Feature Extraction: A Fourier and Numerical Mapping Approach ---- To extract features using 5 numeric mappings
Due to the high number of genomic sequencing projects, the number of RNA transcripts increased significantly, creating a huge volume of data. Thus, new computational methods are needed for the analysis and information extraction from these data. In particular, when parts of a genome are transcribed into RNA molecules, some specific classes of RNA are produced, such as mRNA and ncRNA with different functions. In this way, long non-coding RNAs have emerged as key regulators of many biological processes. Therefore, machine learning approaches are being used to identify this enigmatic RNA class. Considering this, we present a Fourier transform-based features extraction approach with 5 numerical mapping techniques (Voss, Integer, Real, EIIP and Z-curve), in order to classify lncRNAs from plants. We investigate four classification algorithms like Naive Bayes, Random Forest, Support Vector Machine and AdaBoost. Moreover, the proposed approach was compared with 4 competing methods available in the literature (CPC2, CNCI, PLEK, and RNAplonc). The experimental results demonstrated high efficiency for the classification of lncRNAs, providing competitive performance.
-
Robson Parmezan Bonidia, Fabrício Martins Lopes, Lucas Dias Hiera Sampaio and Danilo Sipoli Sanches.
-
Correspondence: robservidor@gmail.com and danilosanches@utfpr.edu.br
Bonidia R.P., Sampaio L.D.H., Lopes F.M., Sanches D.S. (2019) Feature Extraction of Long Non-coding RNAs: A Fourier and Numerical Mapping Approach. In: Nyström I., Hernández Heredia Y., Milián Núñez V. (eds) Progress in Pattern Recognition, Image Analysis, Computer Vision, and Applications. CIARP 2019. Lecture Notes in Computer Science, vol 11896. Springer, Cham.
-
Datasets: Fasta and csv files used in our research;
-
Examples: Files of Example
-
README: Documentation;
-
featureExtraction.py Main File - Python.
- Python (>=3.5)
- NumPy
- SciPy
- Biopython
- Statistics
$ git clone https://github.com/Bonidia/FourierFeatureExtraction.git FeatureExtractionFourier
Access folder: $ cd FeatureExtractionFourier
To run the tool (Example): $ python3.5 featureExtraction.py -i input -o output -l mRNA -r 2
Where:
-i = Input - Fasta format file, e.g., test.fasta
-o = output - CSV format file, e.g., test.csv
-l = Label - Dataset Label, e.g., lncRNA, mRNA, sncRNA
-r = representation/mappings, e.g., 1 = Binary, 2 = Z-curve, 3 = Real, 4 = Integer, 5 = EIIP.

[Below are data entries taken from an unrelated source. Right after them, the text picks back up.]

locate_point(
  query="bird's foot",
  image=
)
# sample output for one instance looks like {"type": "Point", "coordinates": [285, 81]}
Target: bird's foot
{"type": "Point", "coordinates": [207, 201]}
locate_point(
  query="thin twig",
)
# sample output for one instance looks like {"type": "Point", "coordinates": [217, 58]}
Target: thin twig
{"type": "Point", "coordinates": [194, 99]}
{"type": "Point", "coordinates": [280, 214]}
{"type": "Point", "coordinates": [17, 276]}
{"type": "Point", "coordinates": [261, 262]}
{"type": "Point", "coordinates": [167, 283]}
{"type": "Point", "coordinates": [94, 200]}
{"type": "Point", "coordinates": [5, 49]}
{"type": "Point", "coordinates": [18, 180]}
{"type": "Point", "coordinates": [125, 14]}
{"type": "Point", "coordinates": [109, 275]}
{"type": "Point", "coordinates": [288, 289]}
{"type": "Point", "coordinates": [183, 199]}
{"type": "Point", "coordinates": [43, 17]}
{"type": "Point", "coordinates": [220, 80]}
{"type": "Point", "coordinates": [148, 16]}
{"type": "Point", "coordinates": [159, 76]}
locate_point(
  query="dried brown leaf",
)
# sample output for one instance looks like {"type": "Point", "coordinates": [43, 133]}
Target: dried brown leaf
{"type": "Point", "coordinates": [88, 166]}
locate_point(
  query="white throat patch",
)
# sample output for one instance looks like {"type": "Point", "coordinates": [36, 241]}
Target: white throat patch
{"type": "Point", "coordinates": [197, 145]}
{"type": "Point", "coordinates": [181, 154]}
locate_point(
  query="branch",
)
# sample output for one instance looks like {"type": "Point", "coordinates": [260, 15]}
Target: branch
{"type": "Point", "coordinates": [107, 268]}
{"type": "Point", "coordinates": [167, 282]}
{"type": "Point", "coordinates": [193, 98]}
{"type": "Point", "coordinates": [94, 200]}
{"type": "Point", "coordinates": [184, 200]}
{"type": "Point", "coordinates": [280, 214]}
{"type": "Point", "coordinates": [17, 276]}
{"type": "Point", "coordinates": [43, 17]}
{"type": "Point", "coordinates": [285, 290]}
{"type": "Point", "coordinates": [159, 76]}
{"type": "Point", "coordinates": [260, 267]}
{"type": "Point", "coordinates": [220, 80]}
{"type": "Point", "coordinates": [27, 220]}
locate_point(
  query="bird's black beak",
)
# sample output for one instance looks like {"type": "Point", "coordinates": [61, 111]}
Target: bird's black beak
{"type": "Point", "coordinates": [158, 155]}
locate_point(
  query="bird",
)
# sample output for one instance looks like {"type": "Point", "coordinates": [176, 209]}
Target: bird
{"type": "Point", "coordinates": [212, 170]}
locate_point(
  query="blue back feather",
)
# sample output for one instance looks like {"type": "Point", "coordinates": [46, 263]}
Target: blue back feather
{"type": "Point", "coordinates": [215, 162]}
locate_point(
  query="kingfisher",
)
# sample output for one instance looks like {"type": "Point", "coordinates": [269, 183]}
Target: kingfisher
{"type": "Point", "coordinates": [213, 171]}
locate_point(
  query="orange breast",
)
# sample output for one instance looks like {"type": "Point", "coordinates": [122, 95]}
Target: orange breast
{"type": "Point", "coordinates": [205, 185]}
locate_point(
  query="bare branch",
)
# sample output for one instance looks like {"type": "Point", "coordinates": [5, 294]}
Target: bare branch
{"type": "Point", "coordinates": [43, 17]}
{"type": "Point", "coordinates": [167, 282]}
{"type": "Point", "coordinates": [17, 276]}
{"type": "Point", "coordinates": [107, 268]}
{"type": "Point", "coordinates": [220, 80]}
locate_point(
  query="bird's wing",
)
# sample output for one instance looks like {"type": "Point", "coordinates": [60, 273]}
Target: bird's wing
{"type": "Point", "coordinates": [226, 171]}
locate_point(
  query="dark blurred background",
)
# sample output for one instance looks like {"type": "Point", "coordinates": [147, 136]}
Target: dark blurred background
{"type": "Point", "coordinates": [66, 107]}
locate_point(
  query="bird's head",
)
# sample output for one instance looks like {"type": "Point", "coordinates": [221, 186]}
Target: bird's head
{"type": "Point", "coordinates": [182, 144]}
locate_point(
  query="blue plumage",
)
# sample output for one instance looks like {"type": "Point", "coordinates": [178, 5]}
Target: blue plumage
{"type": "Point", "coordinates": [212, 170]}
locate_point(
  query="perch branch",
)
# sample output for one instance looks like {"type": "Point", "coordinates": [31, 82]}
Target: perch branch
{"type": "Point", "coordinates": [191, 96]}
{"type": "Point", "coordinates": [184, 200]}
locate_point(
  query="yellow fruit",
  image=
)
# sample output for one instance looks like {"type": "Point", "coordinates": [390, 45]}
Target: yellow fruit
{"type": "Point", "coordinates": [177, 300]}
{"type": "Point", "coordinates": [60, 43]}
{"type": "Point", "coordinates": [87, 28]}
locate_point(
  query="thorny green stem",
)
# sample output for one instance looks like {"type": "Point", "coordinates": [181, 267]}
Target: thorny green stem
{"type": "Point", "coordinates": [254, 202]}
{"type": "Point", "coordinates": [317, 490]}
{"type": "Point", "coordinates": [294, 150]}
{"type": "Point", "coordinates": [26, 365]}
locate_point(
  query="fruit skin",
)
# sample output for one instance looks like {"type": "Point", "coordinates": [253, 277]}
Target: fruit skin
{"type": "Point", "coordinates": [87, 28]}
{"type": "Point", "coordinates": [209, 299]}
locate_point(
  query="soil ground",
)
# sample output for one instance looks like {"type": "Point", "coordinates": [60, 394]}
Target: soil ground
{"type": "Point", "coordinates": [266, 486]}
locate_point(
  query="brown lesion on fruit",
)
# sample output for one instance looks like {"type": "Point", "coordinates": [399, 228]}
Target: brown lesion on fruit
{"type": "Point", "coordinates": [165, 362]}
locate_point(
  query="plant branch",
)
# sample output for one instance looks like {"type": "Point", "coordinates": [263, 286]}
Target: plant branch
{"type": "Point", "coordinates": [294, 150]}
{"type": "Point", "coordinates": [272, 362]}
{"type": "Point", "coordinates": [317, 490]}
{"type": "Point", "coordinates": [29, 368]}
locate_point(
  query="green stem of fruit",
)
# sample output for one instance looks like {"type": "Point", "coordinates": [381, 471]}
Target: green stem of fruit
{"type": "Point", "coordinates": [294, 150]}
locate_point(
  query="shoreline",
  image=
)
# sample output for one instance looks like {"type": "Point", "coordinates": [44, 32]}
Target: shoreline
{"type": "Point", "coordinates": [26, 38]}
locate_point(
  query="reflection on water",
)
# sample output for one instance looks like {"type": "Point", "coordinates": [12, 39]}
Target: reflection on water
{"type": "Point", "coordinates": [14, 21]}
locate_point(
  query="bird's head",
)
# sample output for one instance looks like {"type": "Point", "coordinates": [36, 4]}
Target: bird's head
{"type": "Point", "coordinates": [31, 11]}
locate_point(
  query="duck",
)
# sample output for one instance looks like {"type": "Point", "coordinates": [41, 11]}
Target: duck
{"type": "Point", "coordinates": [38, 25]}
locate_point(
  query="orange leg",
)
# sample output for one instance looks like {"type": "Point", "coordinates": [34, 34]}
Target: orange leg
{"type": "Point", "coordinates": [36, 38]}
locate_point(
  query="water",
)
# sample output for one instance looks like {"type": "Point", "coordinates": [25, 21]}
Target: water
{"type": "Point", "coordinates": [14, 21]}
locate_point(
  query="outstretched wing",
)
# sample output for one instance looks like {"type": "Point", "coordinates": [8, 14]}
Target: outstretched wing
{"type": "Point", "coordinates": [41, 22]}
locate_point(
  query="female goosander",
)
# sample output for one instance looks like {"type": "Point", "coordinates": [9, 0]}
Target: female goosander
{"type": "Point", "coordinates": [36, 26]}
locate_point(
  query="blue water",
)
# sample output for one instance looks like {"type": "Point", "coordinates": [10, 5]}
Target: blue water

If you use this code in a scientific publication, we would appreciate citations to the following paper:
Bonidia R.P., Sampaio L.D.H., Lopes F.M., Sanches D.S. (2019) Feature Extraction of Long Non-coding RNAs: A Fourier and Numerical Mapping Approach. In: Nyström I., Hernández Heredia Y., Milián Núñez V. (eds) Progress in Pattern Recognition, Image Analysis, Computer Vision, and Applications. CIARP 2019. Lecture Notes in Computer Science, vol 11896. Springer, Cham.